The Add Access User page opens.

4. Configure basic parameters for the access user, as shown in Figure 13.

a. In the User Name field, click Select to select an existing user account from the IMC platform, or click Add User to add a new IMC platform user.

This example uses the Add User option.

In the Add User window, enter test in the User Name field and 1497 in the Identity Number field, and click OK.

b. Enter test in the Account Name field.

c. Enter 1234 in the Password and Confirm Password fields.

d. In the Access Service area, select the service named Access Service-802.1X.

e. Use the default values for other parameters.

Figure 13 Adding an access user

5. Click OK.

The new access user is displayed in the access user list, as shown in Figure 14.

Figure 14 Viewing the new access user

Configuring the switch

1. Configure a RADIUS scheme:

# Create a RADIUS scheme named arpPolicy.

<AccDevice> system-view

System View: return to User View with Ctrl+Z.

[AccDevice] radius scheme arpPolicy

New Radius scheme

# Configure UAM as the primary RADIUS authentication and accounting server. Set the RADIUS authentication port to 1812, and set the accounting port to 1813.

[AccDevice-radius-arpPolicy] primary authentication 192.168.20.200 1812

[AccDevice-radius-arpPolicy] primary accounting 192.168.20.200 1813

# Configure the shared key to uam123 to secure RADIUS authentication and accounting communication.

[AccDevice-radius-arpPolicy] key authentication uam123

[AccDevice-radius-arpPolicy] key accounting uam123

# Specify the RADIUS server type as extended to support UAM.

[AccDevice-radius-arpPolicy] server-type extended

# Configure the switch to include domain information in the usernames to be sent to the RADIUS server.

[AccDevice-radius-arpPolicy] user-name-format with-domain

[AccDevice-radius-arpPolicy] quit

2. Configure an ISP domain:

# Create an ISP domain named arp.

[AccDevice] domain arp

# Configure the switch to use the RADIUS scheme arpPolicy for LAN users.

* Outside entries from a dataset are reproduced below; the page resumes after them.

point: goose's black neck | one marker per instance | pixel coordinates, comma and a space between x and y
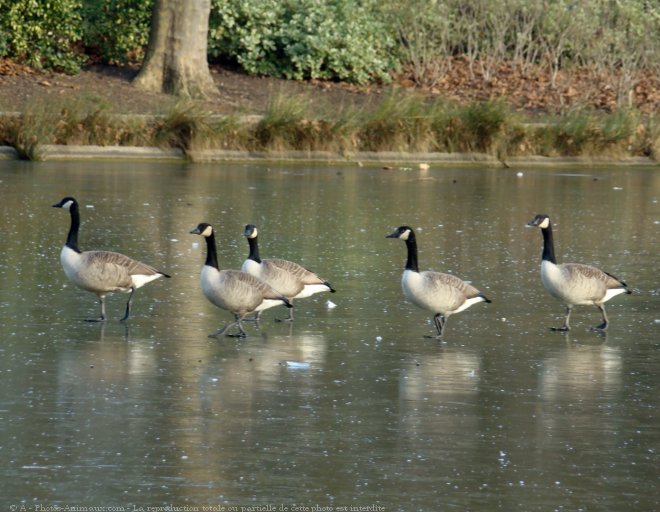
211, 252
254, 250
548, 245
72, 237
411, 245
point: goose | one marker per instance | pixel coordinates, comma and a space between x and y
442, 294
574, 283
234, 290
101, 272
290, 279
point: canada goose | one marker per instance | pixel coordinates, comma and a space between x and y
574, 283
101, 272
234, 290
290, 279
442, 294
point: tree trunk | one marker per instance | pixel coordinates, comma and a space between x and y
176, 58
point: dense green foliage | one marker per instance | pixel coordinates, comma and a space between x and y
116, 31
354, 40
42, 34
340, 39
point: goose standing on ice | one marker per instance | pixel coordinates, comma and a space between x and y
573, 283
101, 272
442, 294
290, 279
234, 290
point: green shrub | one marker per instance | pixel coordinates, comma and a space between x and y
117, 31
42, 34
340, 39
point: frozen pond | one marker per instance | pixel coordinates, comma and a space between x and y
502, 415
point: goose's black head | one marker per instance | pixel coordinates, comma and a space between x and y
540, 221
250, 231
67, 203
203, 229
402, 232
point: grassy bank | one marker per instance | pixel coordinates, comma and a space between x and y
399, 122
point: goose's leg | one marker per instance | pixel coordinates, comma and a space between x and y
439, 322
222, 331
255, 318
128, 306
565, 327
241, 332
603, 326
102, 317
287, 319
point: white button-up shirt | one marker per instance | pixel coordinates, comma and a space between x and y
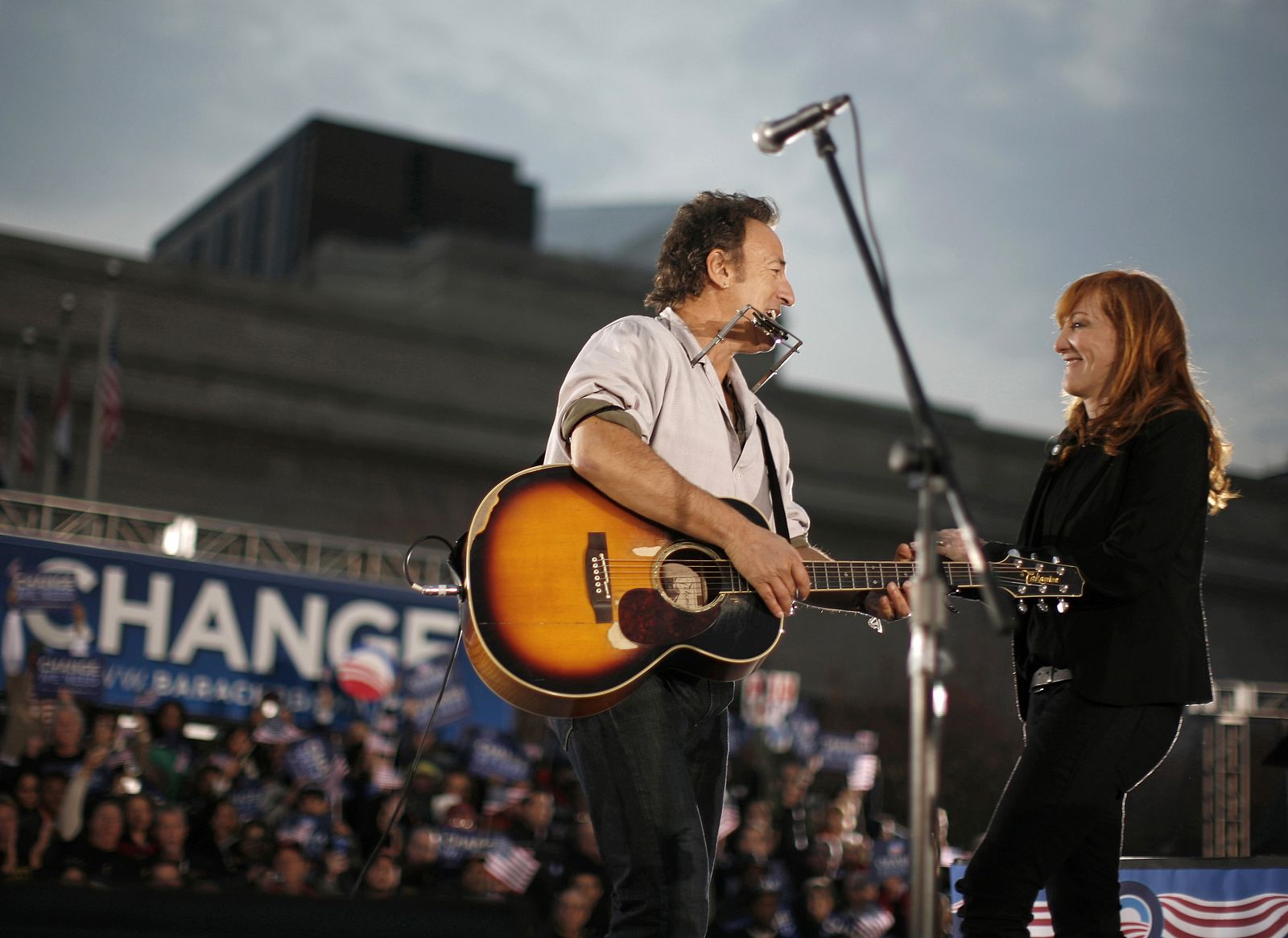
641, 365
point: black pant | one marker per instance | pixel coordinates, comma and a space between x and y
1059, 822
654, 770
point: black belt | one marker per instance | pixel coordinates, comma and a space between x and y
1047, 676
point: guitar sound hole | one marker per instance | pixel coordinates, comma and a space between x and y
683, 585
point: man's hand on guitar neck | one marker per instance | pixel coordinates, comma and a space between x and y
895, 602
890, 603
624, 468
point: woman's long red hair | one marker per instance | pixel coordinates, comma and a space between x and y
1150, 377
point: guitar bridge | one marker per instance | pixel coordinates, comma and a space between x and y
598, 585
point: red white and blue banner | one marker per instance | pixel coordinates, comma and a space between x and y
1188, 899
217, 638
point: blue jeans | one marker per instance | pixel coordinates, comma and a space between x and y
1059, 822
654, 771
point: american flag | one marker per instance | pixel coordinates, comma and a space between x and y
27, 441
502, 796
109, 397
64, 422
863, 773
277, 731
770, 696
513, 866
334, 783
873, 923
386, 777
1185, 916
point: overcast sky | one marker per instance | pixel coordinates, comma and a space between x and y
1011, 146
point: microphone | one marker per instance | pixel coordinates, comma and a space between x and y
770, 137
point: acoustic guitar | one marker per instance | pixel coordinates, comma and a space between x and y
573, 599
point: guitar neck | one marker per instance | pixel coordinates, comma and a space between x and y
840, 576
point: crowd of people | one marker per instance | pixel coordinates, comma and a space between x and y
118, 800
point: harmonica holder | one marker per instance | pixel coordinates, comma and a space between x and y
766, 324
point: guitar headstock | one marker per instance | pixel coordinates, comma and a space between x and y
1040, 580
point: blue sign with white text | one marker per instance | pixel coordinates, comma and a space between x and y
218, 638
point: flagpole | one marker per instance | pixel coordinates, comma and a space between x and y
19, 406
94, 465
68, 304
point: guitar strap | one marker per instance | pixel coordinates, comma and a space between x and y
776, 493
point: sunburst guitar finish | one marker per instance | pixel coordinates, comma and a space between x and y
575, 599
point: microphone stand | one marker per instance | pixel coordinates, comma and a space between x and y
927, 464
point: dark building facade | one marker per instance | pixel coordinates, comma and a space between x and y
398, 351
335, 180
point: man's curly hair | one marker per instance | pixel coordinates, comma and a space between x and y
710, 221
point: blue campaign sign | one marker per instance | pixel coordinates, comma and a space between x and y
218, 638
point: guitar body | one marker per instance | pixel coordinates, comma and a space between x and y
573, 599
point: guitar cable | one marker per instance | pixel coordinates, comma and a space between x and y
455, 567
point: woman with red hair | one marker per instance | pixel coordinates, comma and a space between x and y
1125, 496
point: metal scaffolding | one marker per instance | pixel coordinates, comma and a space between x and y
1227, 762
56, 519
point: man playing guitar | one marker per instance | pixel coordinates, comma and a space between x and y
669, 431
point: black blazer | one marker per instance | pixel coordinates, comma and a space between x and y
1137, 532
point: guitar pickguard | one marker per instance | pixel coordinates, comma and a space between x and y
648, 618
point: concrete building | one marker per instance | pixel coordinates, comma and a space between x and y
335, 180
388, 383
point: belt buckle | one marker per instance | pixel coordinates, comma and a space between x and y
1046, 676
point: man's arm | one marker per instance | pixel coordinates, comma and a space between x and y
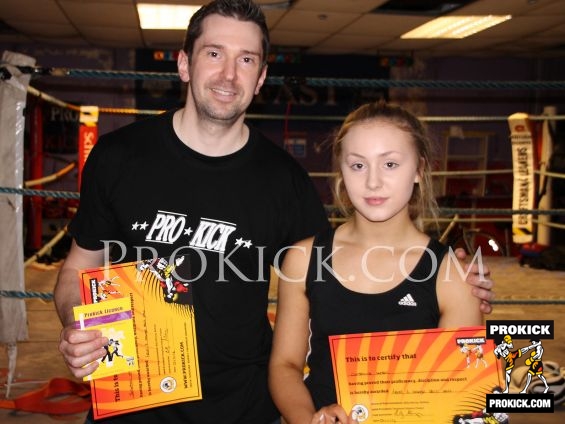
79, 347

[AccDevice-isp-arp] authentication lan-access radius-scheme arpPolicy

[AccDevice-isp-arp] authorization lan-access radius-scheme arpPolicy

[AccDevice-isp-arp] accounting lan-access radius-scheme arpPolicy

[AccDevice-isp-arp] quit

3. Configure 802.1X authentication:

# Configure the switch to perform EAP termination and to support all CHAP authentication methods for RADIUS communication.

[AccDevice] dot1x authentication-method eap

EAP authentication enabled already.

# Enable 802.1X globally and on Ethernet 1/0/9. The 802.1X function takes effect on the interface only when 802.1X is enabled globally and on the interface.

[AccDevice] dot1x

802.1X is enabled globally.

[AccDevice] dot1x interface Ethernet 1/0/9

802.1X is enabled on port Ethernet 1/0/9.